Before I get into all the details of their wines, let me just say that Roessler Cellars not only makes awesome Pinot Noir, they make a variety of Pinot Noirs from up and down the California Coast (various sub appellations of Santa Barbara, Monterey, Sonoma) and Oregon. Each of these wines is an excellent representation of these regions such that when you taste one of the wines, you are experiencing the distinctive terroir of that region. The result is a Pinot Noir wine tasting at Roessler Cellars is a virtual exploration of California itself through the nose and palate. 

While I have found many fine Pinot Noirs throughout California I have never come across a line up like this one. So, whether you are a Pinot Noir lover or you want to learn more about this fine wine – THIS is the place to do it!

Roessler Cellars’ total production is about 6,500 cases including 16 different Pinot Noir wines and 12 vineyard-designate labels from the North Coast, Santa Barbara and Oregon. While the primary focus is on Single Vineyard Pinot Noir, they also produce a number of small lots of Chardonnay.

So, my first wine was the only white being served, the 2006 Alder Springs Mendocino Chardonnay. The wine has beautiful density and palate tension with concentrated aromas of apple pie crust, honey, dried apricot, peach and pineapple. On the palate it is has a full mouth feel, textured with intricate stone-fruit flavors and fine minerality followed by a lingering finish. While this is a fine Chard, at $38 a bottle it is a little steep for me.

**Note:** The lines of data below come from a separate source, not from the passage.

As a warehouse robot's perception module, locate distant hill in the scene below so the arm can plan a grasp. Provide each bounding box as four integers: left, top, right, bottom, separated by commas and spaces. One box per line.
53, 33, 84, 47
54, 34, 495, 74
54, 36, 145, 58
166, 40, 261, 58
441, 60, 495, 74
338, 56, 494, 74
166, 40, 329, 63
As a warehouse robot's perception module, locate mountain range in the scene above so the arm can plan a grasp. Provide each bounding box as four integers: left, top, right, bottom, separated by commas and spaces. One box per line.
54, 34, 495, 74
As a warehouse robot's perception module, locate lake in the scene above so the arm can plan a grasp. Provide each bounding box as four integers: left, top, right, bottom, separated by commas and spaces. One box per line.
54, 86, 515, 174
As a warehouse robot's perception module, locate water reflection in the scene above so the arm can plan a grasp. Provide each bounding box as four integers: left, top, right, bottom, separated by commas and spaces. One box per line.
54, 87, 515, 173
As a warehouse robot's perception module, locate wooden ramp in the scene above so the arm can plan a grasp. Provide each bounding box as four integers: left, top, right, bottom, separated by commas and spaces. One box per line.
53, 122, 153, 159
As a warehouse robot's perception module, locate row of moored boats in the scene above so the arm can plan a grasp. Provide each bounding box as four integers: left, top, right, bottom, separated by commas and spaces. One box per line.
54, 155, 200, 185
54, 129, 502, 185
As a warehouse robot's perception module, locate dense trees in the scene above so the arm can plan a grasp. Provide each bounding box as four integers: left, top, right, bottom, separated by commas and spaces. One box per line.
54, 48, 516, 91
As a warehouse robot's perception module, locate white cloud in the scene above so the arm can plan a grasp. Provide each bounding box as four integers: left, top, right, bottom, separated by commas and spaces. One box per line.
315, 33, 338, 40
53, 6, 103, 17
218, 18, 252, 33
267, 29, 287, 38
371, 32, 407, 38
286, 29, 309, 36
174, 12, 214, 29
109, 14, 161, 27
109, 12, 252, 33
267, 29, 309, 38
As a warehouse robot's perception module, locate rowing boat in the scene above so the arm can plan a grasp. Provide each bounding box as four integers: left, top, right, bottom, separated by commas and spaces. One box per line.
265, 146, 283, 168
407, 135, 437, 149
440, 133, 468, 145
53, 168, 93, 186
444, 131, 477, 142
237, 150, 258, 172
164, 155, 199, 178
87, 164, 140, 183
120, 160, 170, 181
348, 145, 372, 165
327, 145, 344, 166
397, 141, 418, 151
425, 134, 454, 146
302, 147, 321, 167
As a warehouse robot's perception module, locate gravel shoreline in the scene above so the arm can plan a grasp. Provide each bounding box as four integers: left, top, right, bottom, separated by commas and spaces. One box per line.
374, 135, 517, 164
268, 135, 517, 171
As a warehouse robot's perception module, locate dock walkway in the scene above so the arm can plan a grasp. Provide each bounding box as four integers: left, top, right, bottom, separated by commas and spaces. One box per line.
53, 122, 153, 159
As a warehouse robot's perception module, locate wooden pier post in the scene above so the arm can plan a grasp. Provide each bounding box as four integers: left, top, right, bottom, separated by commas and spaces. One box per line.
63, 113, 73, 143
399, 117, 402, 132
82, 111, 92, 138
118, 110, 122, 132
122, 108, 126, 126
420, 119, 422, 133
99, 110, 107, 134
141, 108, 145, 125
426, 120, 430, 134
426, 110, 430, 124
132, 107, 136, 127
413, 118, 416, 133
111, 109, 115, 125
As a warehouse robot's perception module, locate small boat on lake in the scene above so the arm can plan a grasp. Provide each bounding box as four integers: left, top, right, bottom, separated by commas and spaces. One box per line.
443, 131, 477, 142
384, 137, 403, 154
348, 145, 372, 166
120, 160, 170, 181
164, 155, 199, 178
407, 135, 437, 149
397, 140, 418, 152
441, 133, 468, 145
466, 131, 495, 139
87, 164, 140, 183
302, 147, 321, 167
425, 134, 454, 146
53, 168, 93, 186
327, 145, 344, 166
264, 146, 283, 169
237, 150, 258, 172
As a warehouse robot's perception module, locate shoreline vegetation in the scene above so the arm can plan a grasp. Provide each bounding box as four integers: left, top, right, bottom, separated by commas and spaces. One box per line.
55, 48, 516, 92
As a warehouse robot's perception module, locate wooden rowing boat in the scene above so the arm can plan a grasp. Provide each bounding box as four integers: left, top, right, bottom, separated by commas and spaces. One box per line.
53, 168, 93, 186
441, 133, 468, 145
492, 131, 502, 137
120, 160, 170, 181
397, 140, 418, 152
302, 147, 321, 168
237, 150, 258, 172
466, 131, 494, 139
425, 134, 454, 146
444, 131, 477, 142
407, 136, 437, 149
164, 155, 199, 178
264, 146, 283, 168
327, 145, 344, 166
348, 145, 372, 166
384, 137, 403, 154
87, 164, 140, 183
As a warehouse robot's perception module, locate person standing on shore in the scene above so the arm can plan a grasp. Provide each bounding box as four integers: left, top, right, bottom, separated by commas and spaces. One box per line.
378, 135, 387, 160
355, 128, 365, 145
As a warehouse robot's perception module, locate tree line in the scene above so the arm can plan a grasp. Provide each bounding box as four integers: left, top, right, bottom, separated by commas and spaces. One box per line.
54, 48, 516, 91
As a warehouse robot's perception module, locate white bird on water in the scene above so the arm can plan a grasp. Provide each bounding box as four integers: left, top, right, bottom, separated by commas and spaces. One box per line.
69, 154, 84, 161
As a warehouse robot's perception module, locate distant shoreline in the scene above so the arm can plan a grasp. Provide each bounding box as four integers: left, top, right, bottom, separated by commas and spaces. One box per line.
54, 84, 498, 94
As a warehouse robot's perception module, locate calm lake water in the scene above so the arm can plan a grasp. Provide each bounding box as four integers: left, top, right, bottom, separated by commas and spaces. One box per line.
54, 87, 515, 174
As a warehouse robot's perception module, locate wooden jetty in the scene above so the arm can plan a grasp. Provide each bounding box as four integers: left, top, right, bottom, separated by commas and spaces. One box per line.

The second wine, the first Pinot for the day, was the 2008 La Brisa Sonoma Coast Pinot Noir. This is a lighter style of Pinot Noir which with subtle fruit-forward nose of cherry cola, spice, raspberry, wild strawberry and pomegranate, a slight herbal quality of thyme, with underlying notes of unsweetened cocoa powder and forestry floor. While this wine sells it for $38 at the winery you can find it for only $25 at K&L wines.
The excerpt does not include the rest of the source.